On the surface, measuring the costs and benefits of college may seem to be a straightforward exercise. In practice, doing so requires several nuanced decisions about what to include in that formula. This analysis suggests that a pure “high school equivalency” wage benefit would be more likely to flag credentials and associate degree programs, and that a slightly higher annual wage threshold (a difference of ~$8,000) results in a dramatic increase in the share of programs flagged—going from 3% to 24% of associate degree programs. Few prior accountability efforts have focused on employment rates and doing so would include many more bachelor’s and master’s degree programs on the list. The Department will likely look to gainful employment rules to determine a cost-benefit comparison. The GE debt-to-earnings ratio would flag a smaller share of credential programs relative to just using a high school equivalency benchmark and would flag a substantial share of graduate programs—nearly all first professional degree programs would be in the “warning zone” for typical GE rules. Regardless of the exact metrics the Department selects, if the hope is to affect student enrollment and put pressure on institutions to improve their value, the Department should carefully attend to list design and proactive dissemination.

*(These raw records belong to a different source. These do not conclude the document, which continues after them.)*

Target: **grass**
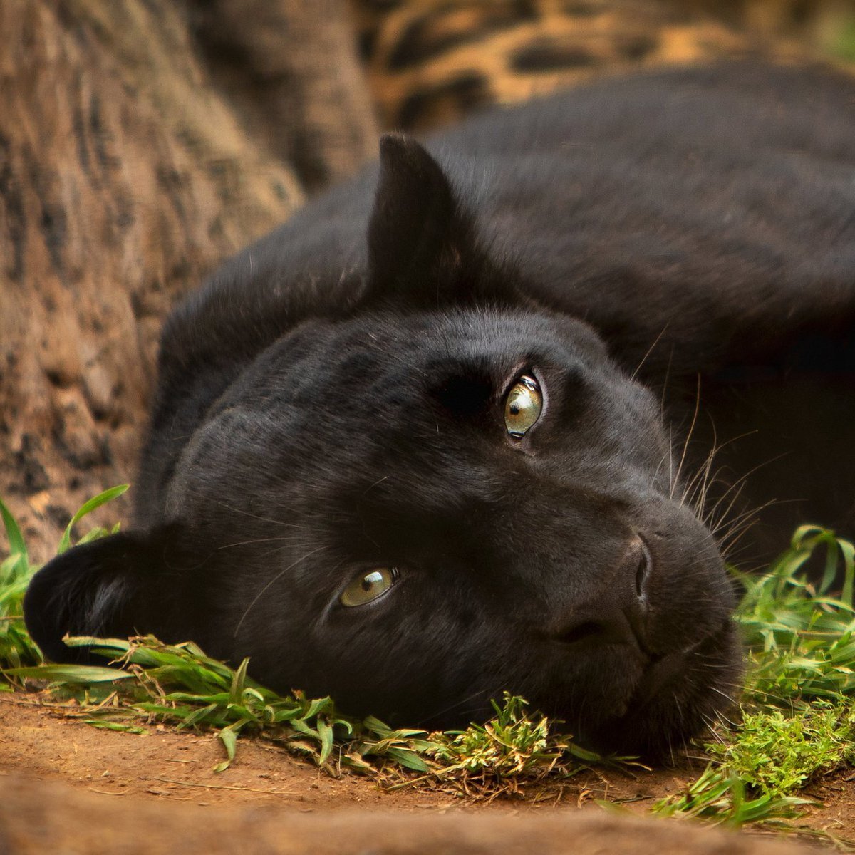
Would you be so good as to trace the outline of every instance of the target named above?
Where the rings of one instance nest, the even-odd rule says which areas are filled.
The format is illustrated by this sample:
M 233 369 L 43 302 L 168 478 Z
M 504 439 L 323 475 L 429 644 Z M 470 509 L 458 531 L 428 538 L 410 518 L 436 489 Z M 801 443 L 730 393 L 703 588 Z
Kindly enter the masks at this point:
M 87 502 L 59 551 L 68 548 L 74 526 L 87 513 L 125 489 Z M 239 736 L 246 734 L 272 740 L 333 775 L 346 766 L 389 787 L 428 782 L 486 799 L 560 784 L 593 764 L 631 762 L 581 748 L 560 732 L 560 722 L 553 725 L 507 693 L 493 703 L 495 716 L 486 723 L 427 734 L 392 729 L 370 716 L 350 718 L 329 698 L 278 695 L 248 676 L 248 660 L 232 669 L 189 642 L 77 639 L 70 643 L 96 642 L 105 662 L 119 669 L 45 663 L 21 617 L 35 568 L 2 503 L 0 515 L 9 544 L 0 564 L 0 691 L 35 681 L 57 700 L 76 699 L 75 714 L 95 727 L 139 732 L 162 722 L 214 728 L 225 755 L 217 771 L 228 767 Z M 94 529 L 83 540 L 105 534 Z M 805 574 L 811 557 L 824 563 L 816 585 Z M 732 826 L 781 823 L 811 804 L 800 794 L 807 784 L 855 760 L 855 549 L 831 532 L 805 526 L 768 574 L 734 572 L 744 591 L 735 620 L 748 657 L 739 714 L 734 722 L 721 722 L 715 740 L 703 746 L 710 759 L 698 780 L 652 810 Z

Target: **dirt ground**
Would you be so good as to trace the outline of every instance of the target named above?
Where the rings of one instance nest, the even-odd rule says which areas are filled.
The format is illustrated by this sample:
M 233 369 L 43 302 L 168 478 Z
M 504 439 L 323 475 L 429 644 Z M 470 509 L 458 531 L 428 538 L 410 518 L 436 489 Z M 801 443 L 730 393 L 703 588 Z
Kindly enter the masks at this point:
M 46 706 L 35 694 L 0 695 L 0 790 L 3 777 L 25 775 L 97 794 L 103 803 L 186 803 L 194 809 L 286 809 L 289 816 L 340 811 L 395 814 L 478 814 L 482 803 L 453 789 L 404 787 L 381 789 L 371 778 L 345 772 L 336 779 L 262 740 L 242 739 L 231 767 L 215 773 L 224 756 L 210 734 L 175 732 L 157 725 L 143 734 L 92 728 Z M 620 803 L 643 815 L 656 799 L 680 792 L 703 763 L 671 769 L 638 770 L 633 775 L 608 770 L 580 775 L 557 787 L 498 799 L 491 815 L 542 817 L 604 811 L 596 800 Z M 9 780 L 13 780 L 9 777 Z M 855 775 L 840 770 L 817 782 L 809 794 L 822 802 L 799 821 L 805 831 L 822 830 L 855 840 Z M 802 841 L 811 837 L 800 836 Z

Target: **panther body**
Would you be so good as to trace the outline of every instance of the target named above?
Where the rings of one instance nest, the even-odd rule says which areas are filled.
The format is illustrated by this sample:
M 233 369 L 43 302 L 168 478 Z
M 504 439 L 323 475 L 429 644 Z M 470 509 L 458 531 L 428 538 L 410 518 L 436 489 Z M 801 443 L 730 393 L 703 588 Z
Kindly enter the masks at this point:
M 711 426 L 740 475 L 779 446 L 798 469 L 768 396 L 851 400 L 853 94 L 662 71 L 384 138 L 173 314 L 135 526 L 35 577 L 33 637 L 192 638 L 402 724 L 508 689 L 598 747 L 697 733 L 740 664 L 687 460 Z M 851 419 L 820 428 L 851 450 Z M 796 479 L 777 542 L 855 528 L 852 469 Z

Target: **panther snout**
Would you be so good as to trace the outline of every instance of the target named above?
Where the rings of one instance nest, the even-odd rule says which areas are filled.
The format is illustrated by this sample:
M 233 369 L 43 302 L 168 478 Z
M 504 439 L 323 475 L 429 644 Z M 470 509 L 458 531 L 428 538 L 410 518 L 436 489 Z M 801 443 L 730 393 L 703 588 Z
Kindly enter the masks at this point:
M 569 620 L 556 634 L 557 640 L 586 646 L 626 644 L 649 653 L 647 582 L 652 570 L 651 551 L 636 534 L 597 596 L 572 609 Z

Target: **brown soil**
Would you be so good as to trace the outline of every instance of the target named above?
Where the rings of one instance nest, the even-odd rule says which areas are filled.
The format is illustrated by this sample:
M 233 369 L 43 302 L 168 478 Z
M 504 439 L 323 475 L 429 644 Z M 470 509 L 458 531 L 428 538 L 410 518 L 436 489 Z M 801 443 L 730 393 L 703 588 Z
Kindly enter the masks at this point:
M 343 811 L 438 815 L 481 814 L 486 809 L 450 787 L 388 791 L 347 770 L 333 778 L 262 740 L 241 740 L 235 761 L 218 774 L 213 767 L 223 758 L 223 748 L 210 734 L 176 732 L 162 725 L 150 726 L 143 734 L 114 732 L 89 727 L 74 714 L 72 707 L 45 705 L 36 694 L 0 695 L 0 793 L 3 775 L 24 774 L 96 793 L 106 810 L 112 810 L 110 803 L 136 810 L 145 803 L 180 802 L 215 807 L 216 816 L 222 810 L 263 807 L 286 809 L 289 816 L 316 814 L 326 823 L 332 812 Z M 702 768 L 699 761 L 684 761 L 670 769 L 638 770 L 633 775 L 613 770 L 586 773 L 560 787 L 497 799 L 488 810 L 491 816 L 533 819 L 575 816 L 580 807 L 599 815 L 595 800 L 607 799 L 622 803 L 627 812 L 643 815 L 654 799 L 680 792 Z M 802 828 L 855 838 L 853 780 L 852 770 L 846 770 L 814 785 L 808 793 L 823 805 L 799 821 Z M 9 778 L 7 787 L 15 781 Z M 4 799 L 0 795 L 0 802 Z M 728 844 L 725 851 L 735 850 Z

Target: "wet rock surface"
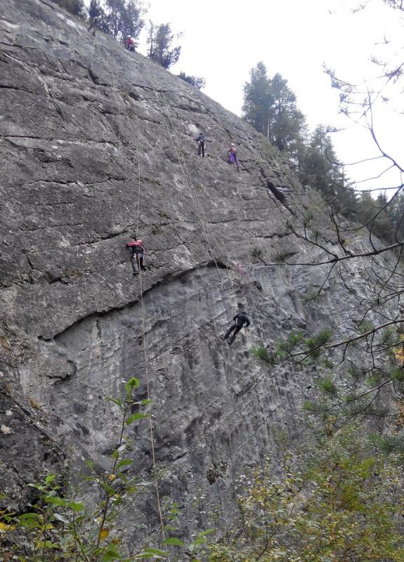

There is broad bipartisan consensus that the financing of higher education is in dire need of reform. Accountability will necessarily play a role in those reform efforts, though it is unclear the extent to which the proposed “low-financial-value” list will provide that accountability. The devil is in the details. Seemingly small decisions about which costs and benefits to include, for whom, and over what timeline matters for the conclusions we draw about higher education outcomes. If done well, this list has the potential to provide useful information to students in a complex college enrollment decision. Researchers, higher education leaders, and legislators have provided their advice to the Department on how to execute this policy, and I am eager to see how they incorporate that advice.